Tracking Down a Family Tractor: 1953 Ford NAA Golden Jubilee

Steven Dhein tracks down his family's Ford NAA Golden Jubilee tractor that was sold, along with their farm, in 1983.

| January 2015

In 1939, my grandmother, Doris Dhein, bought a Ford 9N for $525 ($8,800 today) F.O.B. Detroit. When we traded our 9N up for an NAA we got more for the trade-in than had been paid for it new.

I was 9 years old when Grandma bought our 1953 Golden Jubilee. For the next 30 years, that NAA did all the work it took to own and operate a 107-acre dairy farm with 28 milk cows and 20 young stock. One hundred of those acres were tillable and 7 acres were in pasture land, unheard of today. A spring-fed creek ran through the pasture land so the cattle always had fresh water to drink.

Daily driver on a dairy farm

We used the NAA to do all the spring work: seeding oats and planting corn and cutting and raking hay. In the fall, we used the NAA for all the plowing, pairing it with a Dearborn 2-bottom, 14-inch 3-point mounted plow. I worked in a factory during the day but I spent many evenings on the NAA, plowing with the radio on. On cool fall nights I kept warm with a tractor-mounted canvas cab. The top and back of the cab were open but the heat from the Red Tiger engine that flowed from the side curtains of the cab into the driver’s area kept me warm.

It was my job to perform all routine maintenance, so I got to know the NAA quite well. The only major repairs I had to do were replace the rear axle and overhaul the engine (bore the cylinders and install new sleeves and over-size pistons). The NAA was part of my daily routine until 1983, when our farm was sold to a neighbor. The tractor was part of the sale, along with all the 3-point mounted Dearborn implements (2-bottom plow, 6-foot disc, cultivator, snow plow and sickle mower).

Finding the old family tractor

As time went on, my grandmother passed away, my dad retired and I got married and moved to a nearby community. Over the next 20 years, I kept close tabs on the farm and our NAA tractor, driving by four or five times a year. By 2004, the farmland had been divided between three owners. Our NAA tractor had been sold and the barn and outbuildings had been dismantled and sold for barn boards.
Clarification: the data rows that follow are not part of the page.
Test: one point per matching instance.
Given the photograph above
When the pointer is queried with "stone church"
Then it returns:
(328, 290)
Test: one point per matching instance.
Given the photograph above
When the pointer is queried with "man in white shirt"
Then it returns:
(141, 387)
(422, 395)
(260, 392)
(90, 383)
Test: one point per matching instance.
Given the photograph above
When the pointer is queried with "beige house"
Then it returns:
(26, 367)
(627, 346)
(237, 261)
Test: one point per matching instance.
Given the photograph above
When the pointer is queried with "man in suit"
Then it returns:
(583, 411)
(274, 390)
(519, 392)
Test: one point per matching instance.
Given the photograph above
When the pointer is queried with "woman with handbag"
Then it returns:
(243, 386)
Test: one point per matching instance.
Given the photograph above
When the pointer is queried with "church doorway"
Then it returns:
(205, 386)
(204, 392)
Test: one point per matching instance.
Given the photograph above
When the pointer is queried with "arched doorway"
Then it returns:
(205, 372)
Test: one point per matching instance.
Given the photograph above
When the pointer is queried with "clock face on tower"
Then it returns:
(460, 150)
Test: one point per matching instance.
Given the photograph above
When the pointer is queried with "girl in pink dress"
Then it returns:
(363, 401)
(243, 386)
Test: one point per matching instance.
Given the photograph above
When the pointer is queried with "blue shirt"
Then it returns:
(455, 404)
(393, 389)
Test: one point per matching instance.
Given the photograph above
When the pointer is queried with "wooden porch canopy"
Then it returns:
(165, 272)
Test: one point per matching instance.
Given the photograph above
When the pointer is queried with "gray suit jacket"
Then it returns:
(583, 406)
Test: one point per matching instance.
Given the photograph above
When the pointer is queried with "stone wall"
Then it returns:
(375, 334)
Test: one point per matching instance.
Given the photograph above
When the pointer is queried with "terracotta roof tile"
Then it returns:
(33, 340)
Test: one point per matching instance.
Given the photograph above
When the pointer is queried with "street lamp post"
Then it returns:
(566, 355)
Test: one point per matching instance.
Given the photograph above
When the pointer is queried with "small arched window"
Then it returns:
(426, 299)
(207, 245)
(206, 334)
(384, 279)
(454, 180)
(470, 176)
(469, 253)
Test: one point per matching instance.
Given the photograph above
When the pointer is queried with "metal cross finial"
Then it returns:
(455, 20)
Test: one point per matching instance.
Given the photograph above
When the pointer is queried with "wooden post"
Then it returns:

The owner of the land where the barn had stood lived in my grandmother’s old farmhouse. He had saved a few small boards from the barn and gave me a 3-foot piece along with the name and contact information of the person who’d bought our old NAA. For the next four years I tried to contact that person but was unsuccessful. I more or less gave up.

In August 2008, I looked up the buyer in the local phone book. His address hadn’t changed in four years and it was only 6 miles from my home. As I entered his driveway, I noticed a large pole building on the property and wondered if our old NAA might be inside. At the front door, I introduced myself and inquired about the tractor.